Costumo ouvir falar se as opções táticas no futebol e se os esquemas de jogo estão esgotados. Dá para fazer algo novo no futebol ou não?. Talvez dê, dependendo do treinador e do seu nível de conhecimento de regra. Não estão exauridos novos sistemas, se repensarmos as possibilidades e permissões das regras do futebol.

O Atlético Mineiro inova, naquilo que é uma necessidade não percebida pelos clubes e se torna uma modernidade. Teremos novos anúncios de contratação de ex-árbitros em comissões técnicas? Abrir-se-á um novo campo de trabalho? A ideia vingará com bons resultados a médio e longo prazo?

A resposta não sei. Mas torço para que dê certo e desejo o sucesso ao pioneirismo da empreitada de Wagner Tardelli. Boa sorte à ele.

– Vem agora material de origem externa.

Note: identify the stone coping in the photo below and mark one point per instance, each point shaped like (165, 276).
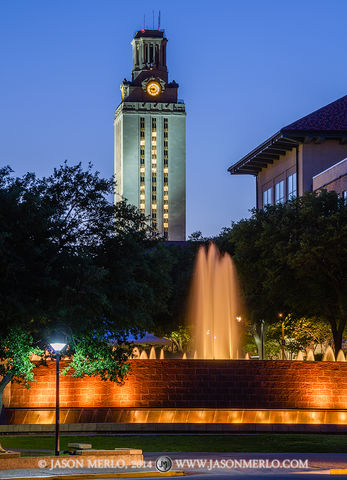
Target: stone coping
(124, 428)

Finalizando, a pergunta inevitável que já surgiu: teria sido a contratação de Tardelli um artifício para a conquista da simpatia de árbitros por parte do clube? Ora, grande bobagem pensar nisso. O árbitro está preocupado em seu trabalho, não em fazer graça para amigo ou simpatizante. O profissionalismo deve estar acima de tudo, e sua carreira e desejo próprio de realização comprovam esse pensamento no meio da arbitragem.